C’est vrai que c’est encore délicat d’en parler en Occident, c’est pourquoi, moi, je préfère parler de système immunitaire. Mais l’énergie vitale, c’est quoi? Ce sont les cellules de notre corps, donc la vie. Et dans cette revitalisation, l’alimentation joue un rôle central. L’une des clés, ce sont les combinaisons alimentaires. Par exemple, associer de la viande à du gluten ou terminer un repas par un fruit peut compliquer la digestion. Et si une personne mange deux fois de la viande par jour, on va lui conseiller de ne le faire qu’une fois. Dans tous les cas, ce changement alimentaire est progressif, on monte en puissance petit à petit. Et on n’est pas là pour faire du terrorisme alimentaire, je ne vais pas demander aux gens de devenir végétaliens et de ne manger que des graines germées!
Et la troisième cure?
Il s’agit de pérenniser ce qui a été appris, de s’assurer que la personne a intégré les clés d’une meilleure hygiène de vie, qu’elle applique certaines règles toutes simples, au quotidien.
Avez-vous déjà connu des échecs?
Comme la naturopathie demande une forte participation de la personne, chez certains, il y a une sorte d’effet miroir : on voit tout ce qui ne va pas chez soi, cela fait resurgir beaucoup de choses et donc ça peut décourager.
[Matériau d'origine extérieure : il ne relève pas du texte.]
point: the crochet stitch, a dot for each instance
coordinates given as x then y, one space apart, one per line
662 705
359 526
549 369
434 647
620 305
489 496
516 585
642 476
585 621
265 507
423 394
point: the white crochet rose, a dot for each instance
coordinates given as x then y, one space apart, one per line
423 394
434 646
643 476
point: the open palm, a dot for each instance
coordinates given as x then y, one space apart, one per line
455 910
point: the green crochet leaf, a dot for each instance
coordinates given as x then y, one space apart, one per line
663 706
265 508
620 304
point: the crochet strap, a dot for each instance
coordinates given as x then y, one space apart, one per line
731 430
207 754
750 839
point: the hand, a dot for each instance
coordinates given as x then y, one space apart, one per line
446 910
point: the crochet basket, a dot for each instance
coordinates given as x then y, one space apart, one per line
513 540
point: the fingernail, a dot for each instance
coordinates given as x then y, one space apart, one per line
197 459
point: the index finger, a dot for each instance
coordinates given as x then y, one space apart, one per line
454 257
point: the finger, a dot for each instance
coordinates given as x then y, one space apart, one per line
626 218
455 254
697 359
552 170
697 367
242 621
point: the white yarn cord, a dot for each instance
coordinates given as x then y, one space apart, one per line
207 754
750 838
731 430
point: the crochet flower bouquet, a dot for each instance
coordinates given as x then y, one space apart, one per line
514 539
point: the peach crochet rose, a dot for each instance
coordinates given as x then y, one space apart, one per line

C’est pourquoi on travaille aussi à soulager le mental.
La naturopathie revient à mixer plusieurs disciplines médicales?
Je préfère parler de techniques. J’utilise par exemple la bromatologie pour l’hygiène alimentaire, mais jamais je ne me qualifierai de nutritionniste… La naturopathie se base sur une dizaine de techniques, dont la phytothérapie qui utilise les plantes, l’hydrologie avec les soins par l’eau, la psychologie, la pneumologie, la biokinésie qui est l’art du mouvement…
Au bout du compte, vous prescrivez des conseils. Payer pour des conseils, est-ce toujours bien accepté?
Là encore, ce n’est pas répandu dans la culture occidentale, mais dans d’autres cultures, la prévention est autant sinon mieux considérée que l’approche symptomatique qui, elle, intervient après les dégâts. Aux États-Unis, la naturopathie est déjà reconnue et c’est une pratique répandue au Canada, au Portugal, en France…
Et au Luxembourg?
Au Luxembourg, on est entre les deux… Mais, à vrai dire, pour moi, le but n’est pas la reconnaissance ni d’entrer dans un corporatisme médical. Mon but, c’est d’amener les gens à devenir leur propre naturopathe. Et c’est en cela que la naturopathie est efficace, car le médecin, c’est vous. Par exemple, quand quelqu’un vient pour un problème de surpoids, les résultats sont efficaces sur le long terme, à la différence de beaucoup de régimes. Et l’avantage de la naturopathie, c’est qu’il n’y a pas d’effet secondaire, puisqu’il n’y a pas de médicament, juste une meilleure hygiène de vie.
Je tiens à remercier Mr Romain Van Dyck qui m’a interviewé, pour son professionnalisme, son écoute et son attention à un sujet particulièrement brulant.